Armand V

Armand V

Summary

‘Solstad doesn’t write to please other people. Do exactly what you want, that’s my idea…the drama exists in his voice’ Lydia Davis

Armand is a diplomat rising through the ranks of the Norwegian foreign office, but he’s caught between his public duty to support foreign wars in the Middle East and his private disdain of Western intervention. He hides behind his knowing ironic statements about the war, which no one grasps and which change nothing in the real world. Armand’s son joins the Norwegian SAS to fight in the Middle East, despite being specifically warned against such a move by his father, which leads to catastrophic, heartbreaking consequences.

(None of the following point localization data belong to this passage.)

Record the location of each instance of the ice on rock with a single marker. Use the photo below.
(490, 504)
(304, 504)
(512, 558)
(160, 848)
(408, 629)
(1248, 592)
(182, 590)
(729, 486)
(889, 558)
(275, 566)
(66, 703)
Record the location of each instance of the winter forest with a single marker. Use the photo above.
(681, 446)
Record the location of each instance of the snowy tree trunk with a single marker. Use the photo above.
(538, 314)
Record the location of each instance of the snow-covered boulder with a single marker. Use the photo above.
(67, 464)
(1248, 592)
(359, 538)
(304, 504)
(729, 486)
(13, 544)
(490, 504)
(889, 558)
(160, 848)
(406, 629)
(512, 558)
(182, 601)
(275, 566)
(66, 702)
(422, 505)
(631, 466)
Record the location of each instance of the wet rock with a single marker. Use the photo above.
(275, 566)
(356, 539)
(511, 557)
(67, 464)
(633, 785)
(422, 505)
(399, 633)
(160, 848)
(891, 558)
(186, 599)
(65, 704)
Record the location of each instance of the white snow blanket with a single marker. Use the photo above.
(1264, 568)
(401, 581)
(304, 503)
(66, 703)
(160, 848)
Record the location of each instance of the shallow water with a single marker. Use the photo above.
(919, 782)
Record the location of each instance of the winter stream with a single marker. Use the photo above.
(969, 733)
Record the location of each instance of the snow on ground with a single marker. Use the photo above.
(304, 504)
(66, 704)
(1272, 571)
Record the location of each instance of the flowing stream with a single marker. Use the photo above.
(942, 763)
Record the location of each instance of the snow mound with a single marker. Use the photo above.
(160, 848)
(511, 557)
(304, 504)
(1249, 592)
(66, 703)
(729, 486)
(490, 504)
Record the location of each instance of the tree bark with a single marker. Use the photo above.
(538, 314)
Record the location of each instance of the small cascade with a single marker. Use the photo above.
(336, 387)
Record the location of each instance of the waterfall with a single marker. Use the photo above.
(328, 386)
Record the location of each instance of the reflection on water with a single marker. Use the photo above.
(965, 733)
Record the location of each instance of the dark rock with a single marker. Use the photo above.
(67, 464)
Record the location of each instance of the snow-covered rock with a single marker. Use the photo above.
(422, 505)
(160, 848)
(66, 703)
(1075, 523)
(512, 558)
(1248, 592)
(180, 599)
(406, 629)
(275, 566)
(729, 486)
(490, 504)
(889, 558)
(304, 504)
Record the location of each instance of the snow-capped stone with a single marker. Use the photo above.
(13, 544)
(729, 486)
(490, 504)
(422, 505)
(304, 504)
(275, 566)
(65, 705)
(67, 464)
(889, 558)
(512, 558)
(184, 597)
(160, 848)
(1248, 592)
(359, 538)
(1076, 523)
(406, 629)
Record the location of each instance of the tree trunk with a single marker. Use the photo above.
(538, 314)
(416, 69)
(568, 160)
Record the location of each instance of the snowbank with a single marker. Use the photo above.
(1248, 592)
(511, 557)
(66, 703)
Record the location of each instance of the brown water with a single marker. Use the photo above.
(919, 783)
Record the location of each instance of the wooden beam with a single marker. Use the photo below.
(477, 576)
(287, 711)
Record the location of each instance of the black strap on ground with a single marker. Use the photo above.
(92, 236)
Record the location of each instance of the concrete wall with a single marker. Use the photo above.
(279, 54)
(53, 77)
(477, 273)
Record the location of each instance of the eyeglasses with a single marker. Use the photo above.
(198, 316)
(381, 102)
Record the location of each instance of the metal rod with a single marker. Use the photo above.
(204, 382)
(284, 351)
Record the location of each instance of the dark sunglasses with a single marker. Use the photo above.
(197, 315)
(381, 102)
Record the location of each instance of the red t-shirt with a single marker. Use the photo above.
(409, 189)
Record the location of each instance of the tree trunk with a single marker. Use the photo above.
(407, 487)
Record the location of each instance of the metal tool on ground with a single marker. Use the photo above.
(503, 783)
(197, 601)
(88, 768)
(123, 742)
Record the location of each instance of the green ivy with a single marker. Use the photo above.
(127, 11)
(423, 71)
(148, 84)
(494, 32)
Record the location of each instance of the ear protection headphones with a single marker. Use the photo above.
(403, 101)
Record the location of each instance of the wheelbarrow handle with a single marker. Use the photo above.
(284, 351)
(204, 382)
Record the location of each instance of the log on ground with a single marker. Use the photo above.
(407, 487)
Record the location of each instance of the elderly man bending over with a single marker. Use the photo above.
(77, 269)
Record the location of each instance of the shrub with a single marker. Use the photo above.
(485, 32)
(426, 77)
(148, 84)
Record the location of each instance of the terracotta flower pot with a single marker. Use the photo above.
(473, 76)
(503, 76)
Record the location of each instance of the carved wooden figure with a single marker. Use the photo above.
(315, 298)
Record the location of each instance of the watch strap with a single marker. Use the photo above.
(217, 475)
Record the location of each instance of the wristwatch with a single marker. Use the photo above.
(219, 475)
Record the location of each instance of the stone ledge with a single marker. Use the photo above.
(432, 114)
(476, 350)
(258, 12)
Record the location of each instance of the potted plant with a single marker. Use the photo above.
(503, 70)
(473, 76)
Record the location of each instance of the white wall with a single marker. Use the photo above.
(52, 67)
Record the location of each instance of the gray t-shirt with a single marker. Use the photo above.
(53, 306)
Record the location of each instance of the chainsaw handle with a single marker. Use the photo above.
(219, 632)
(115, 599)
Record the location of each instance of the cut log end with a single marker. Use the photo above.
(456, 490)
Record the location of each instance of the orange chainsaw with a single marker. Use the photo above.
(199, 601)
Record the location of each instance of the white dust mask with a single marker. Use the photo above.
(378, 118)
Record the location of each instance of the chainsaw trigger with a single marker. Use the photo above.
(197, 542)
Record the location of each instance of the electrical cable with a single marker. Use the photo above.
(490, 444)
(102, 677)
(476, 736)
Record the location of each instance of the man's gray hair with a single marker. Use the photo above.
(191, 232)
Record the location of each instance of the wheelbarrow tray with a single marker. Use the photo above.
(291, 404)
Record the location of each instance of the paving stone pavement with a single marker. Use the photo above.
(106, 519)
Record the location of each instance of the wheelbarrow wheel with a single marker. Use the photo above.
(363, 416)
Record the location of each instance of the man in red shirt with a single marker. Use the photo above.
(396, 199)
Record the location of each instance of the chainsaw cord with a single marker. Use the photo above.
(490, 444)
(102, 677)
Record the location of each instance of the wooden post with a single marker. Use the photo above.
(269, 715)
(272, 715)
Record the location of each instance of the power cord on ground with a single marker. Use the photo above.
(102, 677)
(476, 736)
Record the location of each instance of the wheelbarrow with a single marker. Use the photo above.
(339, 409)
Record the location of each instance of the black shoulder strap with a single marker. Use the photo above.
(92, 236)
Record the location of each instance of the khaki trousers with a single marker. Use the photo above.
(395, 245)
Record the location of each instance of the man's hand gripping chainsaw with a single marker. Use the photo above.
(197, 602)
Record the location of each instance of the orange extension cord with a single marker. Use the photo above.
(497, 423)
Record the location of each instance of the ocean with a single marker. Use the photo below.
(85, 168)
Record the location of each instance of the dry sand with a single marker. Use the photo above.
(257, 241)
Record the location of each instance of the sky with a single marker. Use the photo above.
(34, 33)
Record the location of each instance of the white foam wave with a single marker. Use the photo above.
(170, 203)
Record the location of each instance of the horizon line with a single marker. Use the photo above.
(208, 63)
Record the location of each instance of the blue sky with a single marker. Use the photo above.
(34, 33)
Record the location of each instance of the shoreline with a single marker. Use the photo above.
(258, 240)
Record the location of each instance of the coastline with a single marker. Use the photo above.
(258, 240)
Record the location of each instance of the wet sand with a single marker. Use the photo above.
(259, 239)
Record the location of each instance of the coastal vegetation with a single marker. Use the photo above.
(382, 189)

Told exclusively in footnotes to an unwritten novel, this is Solstad's radically unconventional novel about how we experience the passing of time: how it fragments, drifts, quickens, and how single moments can define a life.

Winner of the Brage Prize

Reviews

  • An experimental novel by a Norwegian veteran, who is loved by Karl Ove Knausgaard, Haruki Murakami and Peter Handke… Very unusual – and in the end, very deep.
    Evening Standard

About the author

Dag Solstad

Dag Solstad is one of Norway’s leading and most celebrated contemporary writers. Solstad has won many Norwegian and international awards, most recently the Swedish Academy Nordic Prize in 2017, and is the only author to have won the Norwegian Critics Prize three times. All three of his novels already published in English – Shyness and Dignity, Novel 11, Book 18 and Professor Andersen's Night – have been listed for the Independent Foreign Fiction Prize.